Колы Исуса Хрыста роспыналы, то зробыли пьять гвоздей. Пьять. И вот забыли ў руки по гвоздеви и ў ноги. И остаўся ще одын. И вот там буў таки чорны чоловик, которий (цыган еще не було!) тыльки чорный чоловик, волосы у него, кожа [были черные]. И от той чоловик украў же ж того пьятого гвóздя, свороваў, ў карман сховаў. То Исус Хрыстос и сказаў: «Раз ты так зробыў, то вы будэтэ лэгко жыть. И ви робыты нэ будэтэ ўсю жысть, тылко будэтэ ходыты по хáтах, просыты. Вам люды будуть даваты хлиб, грошы, ўсе». И от того врэмэни утворылыся цыгане. Воны и чорные сами потому. Як той чоловик быў чорный, так и вони стали чорные[152].
Эта версия легенды объясняет не только особенности цыганского жизненного уклада, но и само происхождение цыган (от «черного человека»). В рассказе явно опущено несколько мотивных звеньев (не объясняется, для чего был предназначен пятый гвоздь; не объяснено, каким образом цыгану удалось обмануть мучителей Христа), зато особый акцент сделан на описании прав, дарованных Христом цыганам («Будете легко жить. И не будете вы работать всю жизнь, только будете ходить по хатам, просить.
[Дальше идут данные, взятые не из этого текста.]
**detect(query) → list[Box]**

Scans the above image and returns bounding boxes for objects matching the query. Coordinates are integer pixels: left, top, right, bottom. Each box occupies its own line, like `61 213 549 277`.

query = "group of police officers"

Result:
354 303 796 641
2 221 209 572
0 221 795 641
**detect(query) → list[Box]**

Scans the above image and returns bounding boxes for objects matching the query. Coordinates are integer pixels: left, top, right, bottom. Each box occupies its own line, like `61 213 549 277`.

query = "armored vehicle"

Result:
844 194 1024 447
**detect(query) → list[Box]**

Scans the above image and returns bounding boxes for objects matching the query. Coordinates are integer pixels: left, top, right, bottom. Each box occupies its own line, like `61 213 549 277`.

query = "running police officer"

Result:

И люди вам будут давать хлеб, деньги, все…»). Здесь перед нами выход за пределы принципа «подобное за подобное»: в качестве награды выступает не право обманывать и воровать, а освобождение от необходимости труда (то есть освобождение от проклятия Адамову роду). В такой интерпретации цыганская жизнь превращается в некое подобие рая, вернувшегося на землю. Эта версия легенды поразительно близко соотносится с мотивами пушкинской песни о божией птичке, не знающей «ни заботы, ни труда», и, с другой стороны, с описанием в поэме идеализированного цыганского быта («Везде <…> находят / Гостеприимство и покой»; «Земфира поселян обходит / И дань их вольную берет…»; «Варят нежатое пшено» и т. д.).
Что Пушкин знал (или что мог знать) из легенд о ласточках и цыганах? Каковы могли быть источники этого знания?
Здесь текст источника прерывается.